Spread across the heart of Africa, the landlocked, forested Central African Republic (CAR) is one of the remotest and least-known countries on Earth.

Landing at the shoebox-size airport is itself a revelation. There you’ll find aid workers, gold prospectors, missionaries, African and French soldiers arriving and departing – but no tourists. These last 12 months have seen CAR written off as an effective tourist no-go zone.

The drive from Bangui airport into the city takes you past some of the capital’s roughest-looking quartiers, with dubious-sounding names – like Combatant, Boy Rabe and Bimbo. By day, these quartiers are noisy and crowded with markets, small restaurants and many bars. But by nine o’clock in the evening most streets are deserted.

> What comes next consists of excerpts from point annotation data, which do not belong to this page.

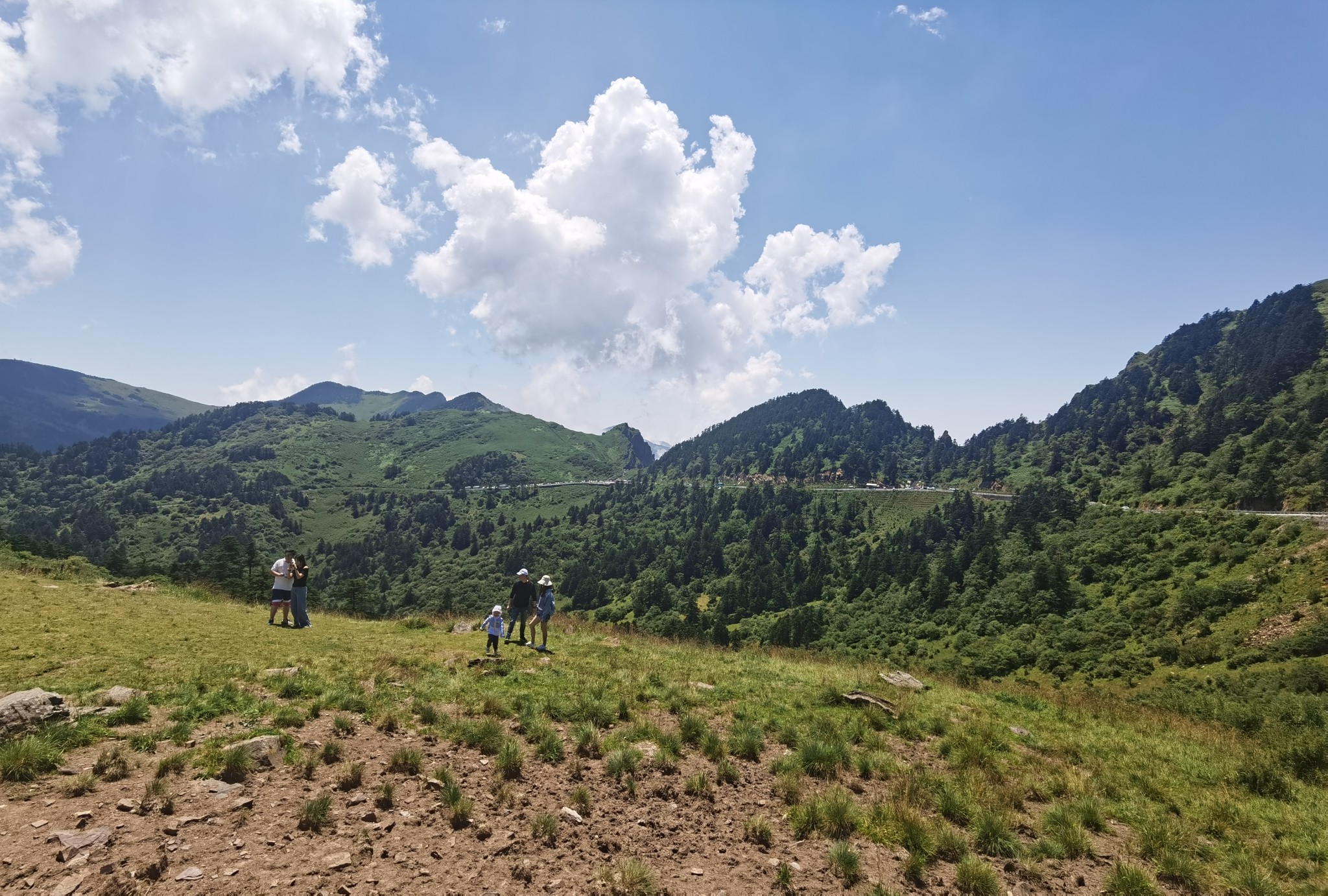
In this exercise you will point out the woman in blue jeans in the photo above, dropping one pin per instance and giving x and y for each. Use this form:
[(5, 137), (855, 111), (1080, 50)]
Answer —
[(300, 593)]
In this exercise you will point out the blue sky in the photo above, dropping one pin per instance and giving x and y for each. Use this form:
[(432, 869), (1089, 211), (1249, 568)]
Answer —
[(1067, 185)]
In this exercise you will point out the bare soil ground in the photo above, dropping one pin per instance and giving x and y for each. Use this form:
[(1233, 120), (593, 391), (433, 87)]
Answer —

Families go home, lock their doors and windows and keep a low profile. Gangs of armed burglars roam the city, breaking into houses and jacking cars. Colonialism, belligerent despots and a succession of violent military coups have shattered security.

Ruby Diamonde
Women run most of the stalls in Bangui's central market. Ruby Diamonde

French colonialists first occupied this area of central Africa, bigger than France itself, at the end of the 19th century, having seen the riches plundered from neighbouring ‘Belgian Congo’. The French mined CAR’s gold and diamonds and felled its timber, often using forced local labour, while white missionaries relentlessly preached Catholicism. When the French finally withdrew, in 1958, a former priest, Bartholemy Boganda, became the Central African Republic’s first independent leader. Just months later he was killed, maybe murdered, in a plane crash, creating a power vacuum that has been filled by one despot after another, most infamously by Jean-Bedel Bokassa, who declared himself ‘Central African Emperor’ in 1976. Bokassa was a megalomaniac sadist – his throne was a lavishly carved gold eagle and he was later convicted of murdering schoolchildren.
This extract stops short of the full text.